Popping when using default HRTF
System Information
- Steam Audio version: 4.5.3
- Operating System and version: Windows 10 22H2 19045.4355
- (Optional) CPU architecture (e.g. x86-64, armv7): x86_64
Issue Description
When using IPLBinauralEffect and IPLDirectEffect in distance attenuation mode, I occasionally get crackle and popping artifacts. When I dump out the resulting in-flight buffers and graph them in Desmos, I found that sometimes the samples are well beyond the [-1,1] range.
Link to desmos graph: https://www.desmos.com/calculator/xlpsejnitp
This is the code I am using:
const auto nchannels = AudioPlayer::GetNChannels();
// render it
IPLfloat32* inputChannels[]{ monoSourceData.data() };
static_assert(std::size(inputChannels) == 1, "Input must be mono!");
IPLAudioBuffer inBuffer{
.numChannels = 1,
.numSamples = IPLint32(monoSourceData.GetNumSamples()),
.data = inputChannels,
};
Debug::Assert(buffer.GetNChannels() == 2, "Non-stereo output is not supported");
IPLfloat32* outputChannels[]{
buffer[0].data(),
buffer[1].data()
};
IPLAudioBuffer outputBuffer{
.numChannels = nchannels,
.numSamples = IPLint32(buffer.GetNumSamples()),
.data = outputChannels
};
auto sourcePosInListenerSpace = vector3(invListenerTransform * vector4(sourcePos,1));
auto normalizedPos = glm::normalize(sourcePosInListenerSpace);
IPLBinauralEffectParams params{
.direction = { normalizedPos.x,normalizedPos.y,normalizedPos.z },
.interpolation = IPL_HRTFINTERPOLATION_BILINEAR,
.spatialBlend = 1.0f,
.hrtf = GetApp()->GetAudioPlayer()->GetSteamAudioHRTF(),
.peakDelays = nullptr
};
auto result = iplBinauralEffectApply(effects.binauralEffect, ¶ms, &inBuffer, &outputBuffer);
// do distance attenuation in-place
IPLDistanceAttenuationModel distanceAttenuationModel{
.type = IPL_DISTANCEATTENUATIONTYPE_DEFAULT
};
IPLDirectEffectParams directParams{
.flags = IPL_DIRECTEFFECTFLAGS_APPLYDISTANCEATTENUATION,
.distanceAttenuation = iplDistanceAttenuationCalculate(state.context,{sourcePosInListenerSpace.x,sourcePosInListenerSpace.y,sourcePosInListenerSpace.z},{0,0,0},&distanceAttenuationModel)
};
result = iplDirectEffectApply(effects.directEffect, &directParams, &outputBuffer, &outputBuffer);
I am using the default SteamAudio HRTF.. The source samples are within the [-1,1] range. Is it expected for SteamAudio to produce samples out of bounds?

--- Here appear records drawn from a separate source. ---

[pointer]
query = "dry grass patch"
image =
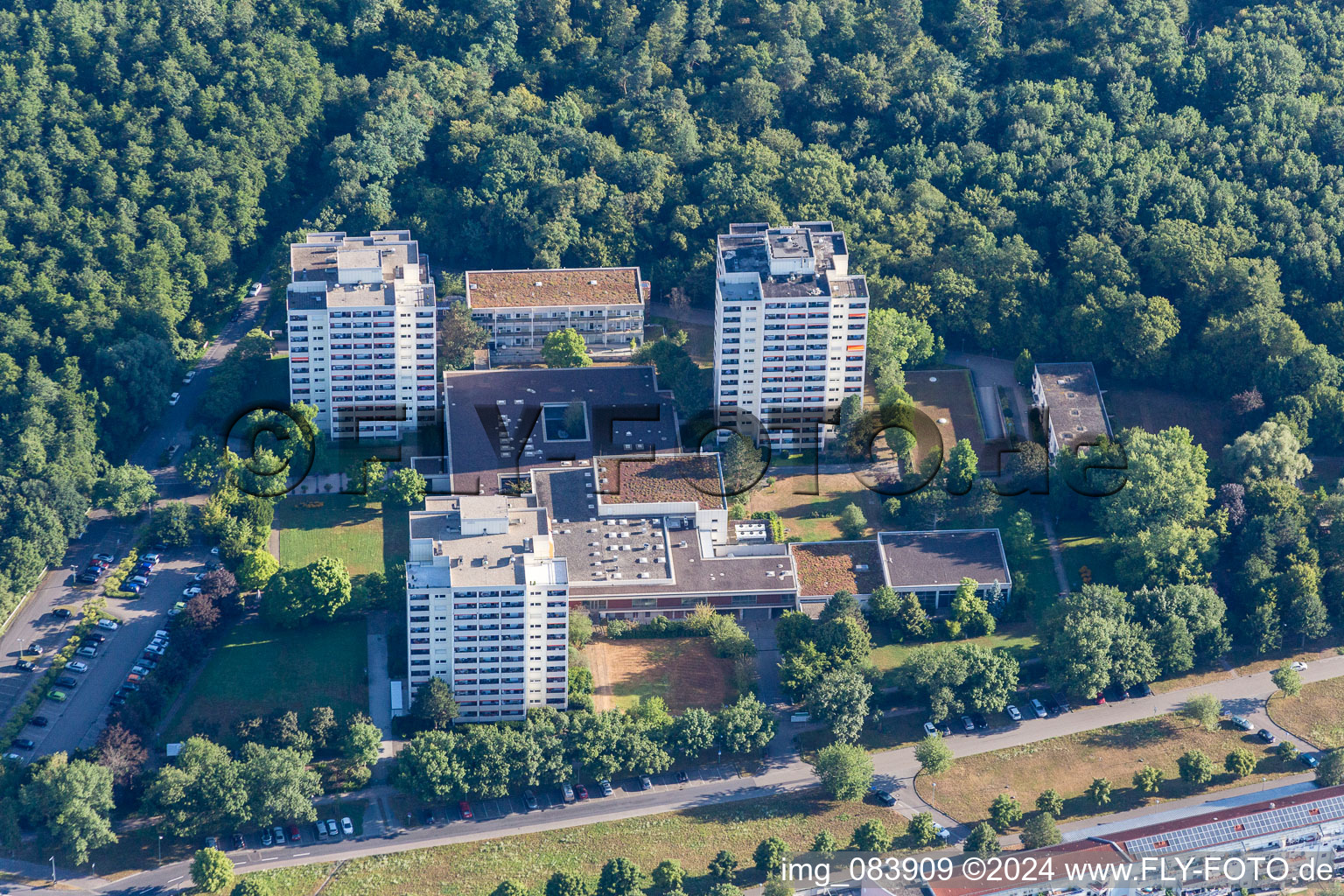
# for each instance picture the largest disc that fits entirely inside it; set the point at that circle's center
(949, 403)
(692, 837)
(1316, 715)
(1070, 763)
(682, 670)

@Ravbug If the input samples are already close to +/- 1, then it's possible that the HRTF will cause the output samples to be slightly outside the [-1, 1] range, but based on the graph, that's not the issue here. Can you try creating the context with validation enabled (see here) and see if that indicates any invalid/NaN inputs?
I passed IPL_CONTEXTFLAGS_VALIDATION, and I didn't get any asserts or additional logs. The out-of-range values are in the ballpark of 10-20 so it doesn't seem like UB to me, but I could be wrong.
Output sample values in the 10-20 range are definitely not expected. Do you happen to know what the source and listener positions were when these out-of-range sample values were generated? I want to make sure I'm able to reproduce the conditions under which you're encountering the issue. Thanks!
I reproduced it with these positions, in world space:
source pos: (0,0,0)
listener pos: (2.50609, 9.20201, 0)
listener rotation (quaternion xyzw): (-0.395396, 0.586227, 0.395396, 0.586227)
I noticed that the source audio (before SteamAudio sees it) has a couple of values in the [-20,20] range so this could partially be a case of garbage in -> garbage out, however, the buffers that SteamAudio produces have many more out-of-range samples than the input data. These samples also don't always align with the input out-of-range samples. Is this expected?
Here is another Desmos graph with the source buffer and resulting SteamAudio output buffers for this capture: https://www.desmos.com/calculator/14biausk1g
The all seems reasonable. Input seems to be in the range of [-30 to 20] and output from Steam Audio is in similar range. Samples don't align because HRTF is basically and FIR filter which adds delay and does a weights sum of various samples to generate output at a given sample.